Should it annoy me that I find pertinent articles (at least if I twist them a bit) on the Harvard Business blog site? In this case, an article about how a human phenomenon can wreck decisions made from web analytics, weather forecasts or predicting the next American Idol.
Freek Vermeulen, Associate Professor of Strategic & International Management at the London Business School tells in a recent blog a wonderful and very useful story about selective metrics.
“During World War II, American military personnel noticed that some parts of planes were hit by enemy fire more often than other parts. They analyzed the bullet holes in the returning planes and launched a program to have these areas reinforced so that they could withstand enemy fire better.”
They saw a pattern of bullet holes on the returning planes and decided to strengthen the planes at those points. What they did not see is the pattern on the planes that did not return. They did not have all the data before making a decision. “This is why we call it “selection bias”; we only see a selection of the outcomes, and therefore draw false conclusions. And the world of business is full of it,” claims Vermeulen, and states several cases.
Thank you, I’ll use my own examples from here. And they’re not all business.
When a business looks at a successful sale on a web site, they only see the sales, which comprise, for many sites, about 2 percent to 5 percent of the visitor sessions. They will then try and replicate this pattern, attempting to force other visitors to behave like those who have purchased. What the business ignores is why the other 95 percent to 98 percent of potential customers did not purchase. Through selection bias, they are systematically ignoring potential growth by focusing on the smaller but positive group, not addressing the opportunity, and drawing false conclusions about all their users.

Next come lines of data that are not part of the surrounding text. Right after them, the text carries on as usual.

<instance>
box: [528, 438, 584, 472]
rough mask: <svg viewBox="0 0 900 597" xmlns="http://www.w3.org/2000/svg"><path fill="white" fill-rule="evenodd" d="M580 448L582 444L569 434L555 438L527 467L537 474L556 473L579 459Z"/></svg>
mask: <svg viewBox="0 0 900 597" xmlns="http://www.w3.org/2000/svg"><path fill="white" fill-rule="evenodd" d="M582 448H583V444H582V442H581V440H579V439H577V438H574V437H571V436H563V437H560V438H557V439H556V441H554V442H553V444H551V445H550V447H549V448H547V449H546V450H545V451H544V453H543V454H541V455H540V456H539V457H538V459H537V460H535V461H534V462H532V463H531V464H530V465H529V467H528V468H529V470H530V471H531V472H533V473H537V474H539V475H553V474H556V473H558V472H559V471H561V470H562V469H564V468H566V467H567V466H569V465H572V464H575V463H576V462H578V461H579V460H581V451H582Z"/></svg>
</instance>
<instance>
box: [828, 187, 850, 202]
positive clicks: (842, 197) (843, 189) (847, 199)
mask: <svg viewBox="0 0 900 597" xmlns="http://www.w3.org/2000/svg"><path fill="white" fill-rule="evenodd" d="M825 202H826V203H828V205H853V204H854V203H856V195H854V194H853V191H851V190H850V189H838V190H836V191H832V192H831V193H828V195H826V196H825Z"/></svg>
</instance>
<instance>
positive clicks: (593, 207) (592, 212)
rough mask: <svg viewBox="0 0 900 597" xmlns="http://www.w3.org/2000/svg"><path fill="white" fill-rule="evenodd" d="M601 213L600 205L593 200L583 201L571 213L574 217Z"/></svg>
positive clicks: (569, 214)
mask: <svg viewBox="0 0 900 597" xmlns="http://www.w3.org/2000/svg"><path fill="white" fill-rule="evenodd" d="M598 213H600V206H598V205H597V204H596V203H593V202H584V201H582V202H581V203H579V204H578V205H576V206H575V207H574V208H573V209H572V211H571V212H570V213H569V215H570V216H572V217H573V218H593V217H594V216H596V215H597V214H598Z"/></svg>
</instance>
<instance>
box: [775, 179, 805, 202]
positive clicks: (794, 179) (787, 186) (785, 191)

Businesses must realize that people interact with content differently, with different goals (or sometimes no goals), and with different buying criteria. It would be helpful to analyze what content was needed, what was confusing or useful, as well as what price point was desired. The process to quantify this can take some time and may not be conclusive. Managers must accept these facts when seeking accurate guidance.
I have yet to see an analytics package that will quickly break down the majority of the users who did not achieve the goal of the site (for example, a sale) to an actionable result.
As the abilities of analytics continue to evolve, we will be able to identify individual personae (or behavior sets) and measure the success of treating groups of similar people in the same way. But that will still need to be done with a test group and a control group of similar users. It must be planned and documented to make sure selection bias doesn’t enter the picture.
Next generation analytics will also measure their behaviors on other sites, and perhaps even social media activity to deliver a more robust image of the buyer. This will determine the order and depth of content. For example, if you’ve been to several web sites looking at television technical specs, the third site, recognizing you’re technical, should bring the specs to you quickly.
The results: Content sites will keep users longer, social sites will keep visitors more engaged, and sales sites will appear more interesting. And yes, they will also watch for margin of errors and statistical bias, and deliver reports on emerging trends in the user community.
So what does this have to do with the weather?
When I worked morning drive at a private weather service we were prohibited from listening to any radio station within 500 miles. (Thank you AM radio skipping of the atmosphere with CKLW in Windsor, Ont. and WWWE in Cleveland!) Why so strict? We may hear a forecast that may result in a bias leading to an incorrect forecast. Today, there are a good dozen forecast models available to meteorologists, but each still have their own selective bias based on their programming. Morning runs of a model may be “wetter,” exaggerating the moisture a storm may get. Over the year, you learn the biases of each model and how to forecast around them.
How does this play with reality television? Glad you asked.
Google Trends, the measure of what people are searching on, can provide amazing insight. Whoever had the most buzz won American Idol.
Let’s see what people are searching on today (March 23, 2009). Pending any horrific performances on American Idol, Danny Gokey, Anoop Desai, Adam Lambert, and Kris Allen will be safe this week. The reason? They are burning up Google searches, as compared to the other competitors. Buzz is safety. Lil Rounds is falling from the top the quickest. However, I am only addressing who was on top – selective bias.
Michael Sarver is actually falling almost off the Google Trends table. Now let’s add another bias – reasons for voting for different people can change from week to week.
From bullets and buying to weather and fans, the idea of selective bias can create losers from companies who should be winning, and vice versa.